Hamas, Islamic Jihad and other militant groups have fired around 2,300 rockets from Gaza since Monday, the Israeli military said on Saturday. It said about 1,000 were intercepted by missile defences and 380 fell into the Gaza Strip.
Israel has launched more than 1,000 air and artillery strikes into the densely populated coastal strip, saying they were aimed at Hamas and other militant targets.
Earlier this week, the International Criminal Court's chief prosecutor, Fatou Bensouda, told Reuters the court was "monitoring very closely" the latest escalation of hostilities, amid an investigation now under way into alleged war crimes in earlier bouts of the conflict.

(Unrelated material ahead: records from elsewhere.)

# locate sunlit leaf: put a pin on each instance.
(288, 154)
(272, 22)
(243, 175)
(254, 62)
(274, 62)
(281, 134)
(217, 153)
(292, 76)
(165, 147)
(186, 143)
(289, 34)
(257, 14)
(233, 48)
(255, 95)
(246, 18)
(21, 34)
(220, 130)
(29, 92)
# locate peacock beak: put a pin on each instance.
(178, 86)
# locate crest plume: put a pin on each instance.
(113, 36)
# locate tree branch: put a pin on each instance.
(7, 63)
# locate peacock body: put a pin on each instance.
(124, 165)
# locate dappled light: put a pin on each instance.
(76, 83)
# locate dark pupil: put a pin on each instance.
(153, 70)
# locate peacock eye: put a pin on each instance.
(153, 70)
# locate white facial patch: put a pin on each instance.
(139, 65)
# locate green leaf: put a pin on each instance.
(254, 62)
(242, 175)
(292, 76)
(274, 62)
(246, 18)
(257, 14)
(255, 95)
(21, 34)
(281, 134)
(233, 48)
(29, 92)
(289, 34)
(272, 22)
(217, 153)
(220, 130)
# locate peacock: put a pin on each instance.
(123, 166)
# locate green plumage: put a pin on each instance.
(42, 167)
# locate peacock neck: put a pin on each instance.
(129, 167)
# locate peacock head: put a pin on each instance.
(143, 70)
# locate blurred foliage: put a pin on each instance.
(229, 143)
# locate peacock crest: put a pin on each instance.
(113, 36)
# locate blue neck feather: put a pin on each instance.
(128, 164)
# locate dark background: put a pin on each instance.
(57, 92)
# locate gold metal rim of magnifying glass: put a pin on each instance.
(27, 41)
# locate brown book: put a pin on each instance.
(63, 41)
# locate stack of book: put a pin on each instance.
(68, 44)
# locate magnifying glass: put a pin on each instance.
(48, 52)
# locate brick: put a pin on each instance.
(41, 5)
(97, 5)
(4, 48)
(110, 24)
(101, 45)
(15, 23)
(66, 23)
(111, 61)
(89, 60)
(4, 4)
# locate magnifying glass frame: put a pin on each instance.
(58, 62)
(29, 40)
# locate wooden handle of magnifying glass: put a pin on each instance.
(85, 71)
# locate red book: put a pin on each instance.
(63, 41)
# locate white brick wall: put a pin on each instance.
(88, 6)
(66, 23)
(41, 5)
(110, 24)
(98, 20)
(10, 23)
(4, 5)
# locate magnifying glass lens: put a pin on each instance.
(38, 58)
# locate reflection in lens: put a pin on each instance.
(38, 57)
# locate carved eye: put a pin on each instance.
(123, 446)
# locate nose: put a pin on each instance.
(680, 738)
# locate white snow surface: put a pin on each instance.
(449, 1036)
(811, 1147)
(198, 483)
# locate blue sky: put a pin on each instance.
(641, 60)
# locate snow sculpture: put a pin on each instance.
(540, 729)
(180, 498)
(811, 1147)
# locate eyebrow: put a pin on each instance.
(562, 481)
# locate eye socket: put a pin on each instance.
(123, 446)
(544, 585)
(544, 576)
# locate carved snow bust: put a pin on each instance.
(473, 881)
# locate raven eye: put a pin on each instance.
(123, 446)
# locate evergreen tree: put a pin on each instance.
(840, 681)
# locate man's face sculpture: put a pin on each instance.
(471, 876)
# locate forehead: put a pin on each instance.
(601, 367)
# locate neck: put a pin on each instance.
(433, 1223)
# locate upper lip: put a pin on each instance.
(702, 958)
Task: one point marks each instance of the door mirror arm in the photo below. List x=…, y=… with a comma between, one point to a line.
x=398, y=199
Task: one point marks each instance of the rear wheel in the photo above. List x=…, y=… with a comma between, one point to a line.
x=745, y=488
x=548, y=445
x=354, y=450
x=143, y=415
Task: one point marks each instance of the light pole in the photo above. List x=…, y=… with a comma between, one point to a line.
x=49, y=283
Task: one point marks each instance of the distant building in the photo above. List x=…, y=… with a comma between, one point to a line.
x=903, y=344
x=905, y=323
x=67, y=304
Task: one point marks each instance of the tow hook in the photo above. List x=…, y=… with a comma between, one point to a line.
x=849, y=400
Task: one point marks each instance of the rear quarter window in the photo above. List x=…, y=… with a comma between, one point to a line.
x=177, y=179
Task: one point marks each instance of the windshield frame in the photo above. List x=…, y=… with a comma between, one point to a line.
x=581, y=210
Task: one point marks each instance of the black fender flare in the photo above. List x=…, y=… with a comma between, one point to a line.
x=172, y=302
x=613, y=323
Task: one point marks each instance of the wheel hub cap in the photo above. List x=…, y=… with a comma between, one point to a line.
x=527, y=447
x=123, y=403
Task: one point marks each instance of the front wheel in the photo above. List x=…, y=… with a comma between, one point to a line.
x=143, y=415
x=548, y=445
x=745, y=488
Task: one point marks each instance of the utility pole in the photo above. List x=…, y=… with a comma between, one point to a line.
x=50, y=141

Netanyahu accused Hamas of "committing a double war crime" by targeting civilians, and using Palestinian civilians as "human shields."
U.N. Secretary-General Antonio Guterres reminded "all sides that any indiscriminate targeting of civilian and media structures violates international law and must be avoided at all costs," U.N. spokesman Stephane Dujarric said in a statement on Saturday.
There has been a flurry of U.S. diplomacy in recent days to try to quell the violence.
President Joe Biden's envoy, Hady Amr, arrived in Israel on Friday for talks. Biden spoke with both Netanyahu and Palestinian President Mahmoud Abbas late on Saturday, and updated them on U.S. diplomatic efforts, the White House said.
But any mediation is complicated by the fact that the United States and most western powers do not talk to Hamas, which they regard as a terrorist organisation. And Abbas, whose power base is in the occupied West Bank, exerts little influence over Hamas in Gaza.
In Israel, the conflict has been accompanied by violence amongst the country's mixed communities of Jews and Arabs, with synagogues attacked and Arab-owned shops vandalised.
There has also been an upsurge in deadly clashes in the occupied West Bank. At least 12 Palestinians have been killed by Israeli troops in the occupied West Bank since Friday, most of them during clashes.